The search for a vaccine against the SARS-CoV-2 virus is taking place in labs around the world as researchers race to contain the pandemic that has brough the world to a screeching halt.
SARS-CoV-2 belongs to the coronavirus family of viruses, which includes five pathogens that infect humans. As with other members of this family, SARS-CoV-2 contains a spike protein that it uses to bind and gain entry into host cells, and which scientists have zeroed in on as a viable target for developing a vaccine; if the virus cannot bind to a cell, it cannot infect it.
In a recent study published in the journal Science, researchers identified a pair of neutralizing antibodies isolated from a recovered COVID-19 patient that bind to a component of the spike protein called the receptor binding protein, and block its ability to bind to the human ACE2 receptor.
Neutralizing antibodies have long been used in vaccine and therapeutic development. They are part of the body’s natural defense system, binding to specific surfaces of the infectious particle to prevent it from interacting with its host cells.
Scientists have been targeting the receptor binding domain of the spike protein with neutralizing antibodies in other coronaviruses, such as SARS and MERS, making them ideal candidates for new therapies to tackle the current pandemic.
In the current study, the team expressed the SARS-CoV-2 receptor binding protein region of the spike protein and used it as bait to identify potential binders that might be present in the patient’s blood sample. Two antibodies, named B38 and H4, were pulled from the mixture, and were found to simultaneously bind to different parts, or epitopes, of the virus’ receptor binding domain.

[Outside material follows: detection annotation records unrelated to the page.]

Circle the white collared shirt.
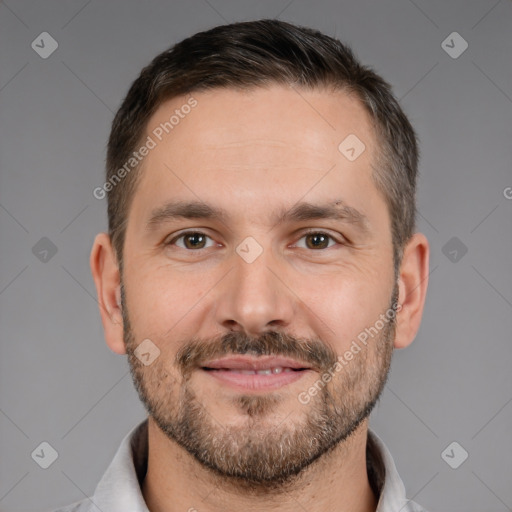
[53,419,427,512]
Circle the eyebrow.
[146,199,370,231]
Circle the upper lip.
[201,356,311,371]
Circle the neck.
[142,417,377,512]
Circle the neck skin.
[142,417,377,512]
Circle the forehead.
[146,86,374,168]
[129,86,379,230]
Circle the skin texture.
[91,86,428,512]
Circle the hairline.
[114,84,406,273]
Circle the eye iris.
[306,233,329,249]
[183,233,206,249]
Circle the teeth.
[223,366,293,375]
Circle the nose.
[216,243,295,336]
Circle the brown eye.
[167,231,215,250]
[306,233,330,249]
[301,231,336,250]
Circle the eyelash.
[164,229,347,252]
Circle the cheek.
[298,273,392,354]
[125,267,205,338]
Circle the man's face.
[122,86,397,486]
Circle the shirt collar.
[87,419,426,512]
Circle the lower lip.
[201,370,310,391]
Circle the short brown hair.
[106,19,418,271]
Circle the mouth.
[201,356,313,391]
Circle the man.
[60,20,428,512]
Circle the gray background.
[0,0,512,512]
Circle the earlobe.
[395,233,429,348]
[90,233,126,354]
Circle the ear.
[395,233,429,348]
[89,233,126,354]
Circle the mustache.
[175,331,338,375]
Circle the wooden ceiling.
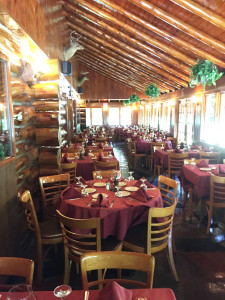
[60,0,225,93]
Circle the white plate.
[93,182,106,187]
[116,191,130,198]
[119,181,126,186]
[125,186,139,192]
[92,193,109,198]
[199,168,212,171]
[85,188,96,194]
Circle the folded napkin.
[164,143,170,151]
[61,185,83,200]
[91,194,109,207]
[131,188,151,202]
[135,177,154,188]
[196,159,209,168]
[98,281,133,300]
[173,148,183,153]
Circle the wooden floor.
[21,143,225,300]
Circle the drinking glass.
[53,285,72,300]
[6,284,36,300]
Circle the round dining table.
[58,179,163,240]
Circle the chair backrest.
[0,257,34,289]
[57,210,101,261]
[81,251,155,290]
[20,190,41,247]
[147,199,177,254]
[39,173,70,216]
[200,151,221,164]
[209,175,225,207]
[92,170,122,180]
[158,175,178,206]
[60,162,77,183]
[94,160,119,170]
[168,153,188,174]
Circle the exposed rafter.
[171,0,225,30]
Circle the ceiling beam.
[68,19,189,86]
[96,0,225,68]
[129,0,225,53]
[171,0,225,30]
[67,0,196,65]
[64,3,190,74]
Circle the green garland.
[123,94,140,105]
[189,59,223,91]
[145,83,160,101]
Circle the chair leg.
[167,236,179,282]
[206,205,213,234]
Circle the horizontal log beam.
[65,4,190,74]
[129,0,225,53]
[68,20,188,86]
[171,0,225,30]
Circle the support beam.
[129,0,225,53]
[171,0,225,30]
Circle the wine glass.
[53,285,72,300]
[76,176,82,185]
[96,171,102,179]
[128,171,134,180]
[6,284,36,300]
[140,177,147,189]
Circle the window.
[109,107,120,125]
[120,107,131,126]
[0,59,13,160]
[92,108,103,125]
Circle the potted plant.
[189,59,223,91]
[145,83,160,101]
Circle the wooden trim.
[171,0,225,30]
[68,0,195,65]
[129,0,225,53]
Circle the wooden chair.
[60,162,77,183]
[206,175,225,234]
[158,175,178,206]
[166,153,188,178]
[167,137,177,149]
[94,160,119,171]
[57,210,122,284]
[123,199,179,281]
[92,170,122,180]
[0,257,34,291]
[39,173,70,217]
[130,142,148,169]
[199,151,221,164]
[20,191,63,282]
[149,142,165,170]
[81,251,155,290]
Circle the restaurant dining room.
[0,0,225,300]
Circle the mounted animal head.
[77,72,89,87]
[63,30,84,61]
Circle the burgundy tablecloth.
[179,165,220,198]
[154,149,200,169]
[59,180,163,240]
[1,289,176,300]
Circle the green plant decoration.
[123,94,140,105]
[189,59,223,91]
[145,83,160,101]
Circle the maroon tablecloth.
[1,289,176,300]
[154,149,200,169]
[179,165,220,198]
[59,180,163,240]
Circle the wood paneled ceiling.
[60,0,225,93]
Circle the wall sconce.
[102,103,109,111]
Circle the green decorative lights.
[189,60,223,91]
[145,83,160,101]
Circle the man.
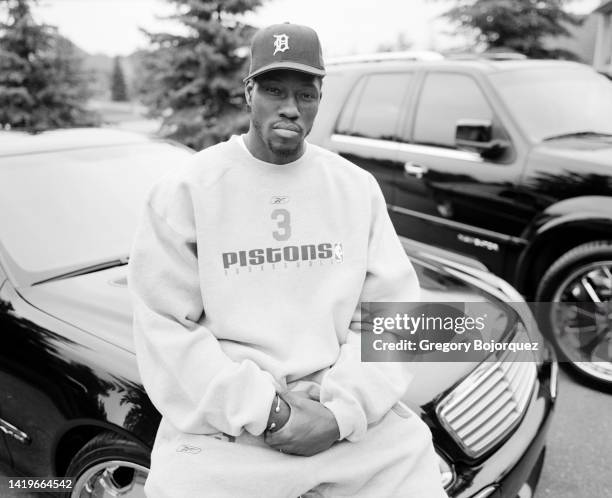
[129,23,446,498]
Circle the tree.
[111,56,128,102]
[0,0,98,132]
[442,0,582,59]
[140,0,261,149]
[376,33,414,52]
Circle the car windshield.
[490,65,612,142]
[0,142,189,281]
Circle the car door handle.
[404,162,427,179]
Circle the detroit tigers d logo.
[272,33,289,55]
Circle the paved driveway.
[0,370,612,498]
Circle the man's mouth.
[272,123,302,138]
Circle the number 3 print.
[272,209,291,240]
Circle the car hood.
[20,254,518,409]
[20,266,134,352]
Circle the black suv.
[310,54,612,387]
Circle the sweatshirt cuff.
[323,399,367,441]
[244,382,276,436]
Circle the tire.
[536,241,612,391]
[60,432,150,498]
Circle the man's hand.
[265,392,340,456]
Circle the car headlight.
[436,451,455,489]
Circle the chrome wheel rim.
[550,261,612,382]
[70,460,149,498]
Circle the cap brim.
[242,61,325,82]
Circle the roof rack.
[446,51,528,61]
[325,50,444,65]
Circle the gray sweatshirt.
[129,136,419,441]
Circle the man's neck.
[244,127,304,164]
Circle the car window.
[413,73,493,148]
[336,73,412,140]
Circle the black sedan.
[0,129,557,498]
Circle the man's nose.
[279,94,300,119]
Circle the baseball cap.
[243,22,325,81]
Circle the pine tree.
[111,56,128,102]
[140,0,261,150]
[443,0,582,59]
[0,0,97,132]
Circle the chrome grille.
[436,338,536,458]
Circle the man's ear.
[244,79,255,108]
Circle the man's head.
[245,23,325,164]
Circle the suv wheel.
[64,432,150,498]
[536,241,612,388]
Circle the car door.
[391,70,523,274]
[322,70,413,204]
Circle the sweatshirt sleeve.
[321,175,420,441]
[128,175,276,436]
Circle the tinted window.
[414,73,493,148]
[336,73,411,140]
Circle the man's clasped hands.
[264,392,340,456]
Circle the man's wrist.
[266,393,291,432]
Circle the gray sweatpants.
[145,405,447,498]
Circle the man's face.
[245,69,321,163]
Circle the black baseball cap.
[243,22,325,81]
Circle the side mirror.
[455,119,509,157]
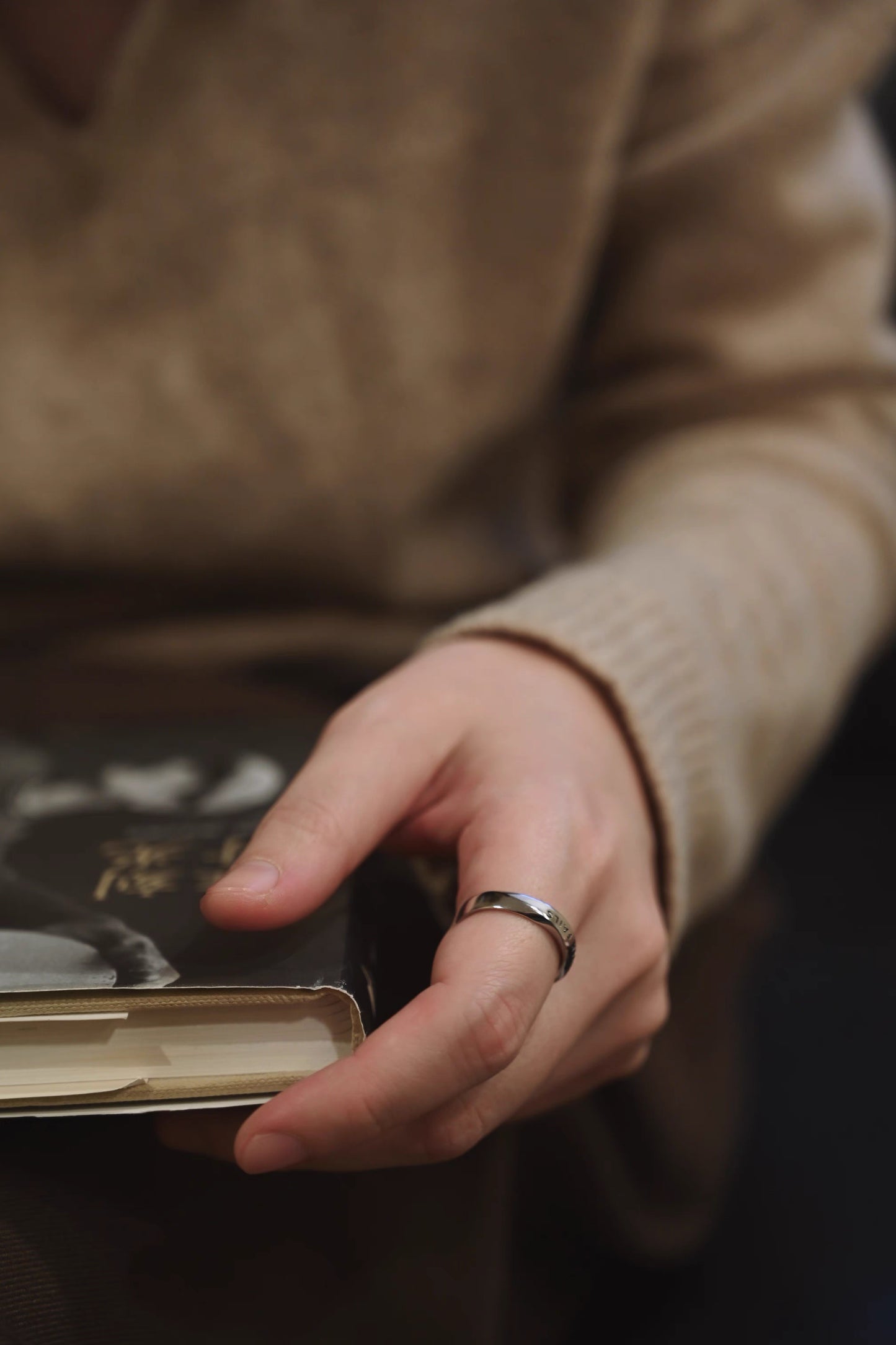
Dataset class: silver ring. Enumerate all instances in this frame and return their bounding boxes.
[454,891,575,980]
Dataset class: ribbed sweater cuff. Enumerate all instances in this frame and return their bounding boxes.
[426,554,712,940]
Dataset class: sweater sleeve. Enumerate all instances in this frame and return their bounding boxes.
[427,0,896,934]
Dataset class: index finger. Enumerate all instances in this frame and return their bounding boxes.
[202,704,450,929]
[235,918,556,1173]
[236,804,584,1171]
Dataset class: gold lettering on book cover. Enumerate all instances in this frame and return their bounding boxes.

In mouse models, the team showed that the two antibodies resulted in reduction of the virus in the lung, and further experimentation showed that the antibodies together conferred a stronger neutralizing effect than either on its own. These findings suggest a therapeutic benefit as well as a base for designing small molecule therapeutics and vaccines against COVID-19.
The fact that the team was able to identify two antibodies working together also means that should the virus mutate in a way that prevents binding of one of the antibodies, the other may retain its neutralizing activity.
Imaging of the spike’s receptor binding domain complexed with B38 confirmed the antibody binds to a subset of amino acids that interact with the ACE2 receptor in human cells, which, according to the authors, provides a strong explanation for the neutralizing effects of these antibodies.
The authors suggest that a “cocktail” containing both antibodies could provide direct therapeutic benefits for COVID-19 patients, while the new information regarding the viral spike epitopes could aid the development of small molecule antivirals and vaccine candidates to fight SARS-CoV-2.
“Our results highlight the promise of antibody-based therapeutics and provide a structural basis for rational vaccine design,” said the authors in their study.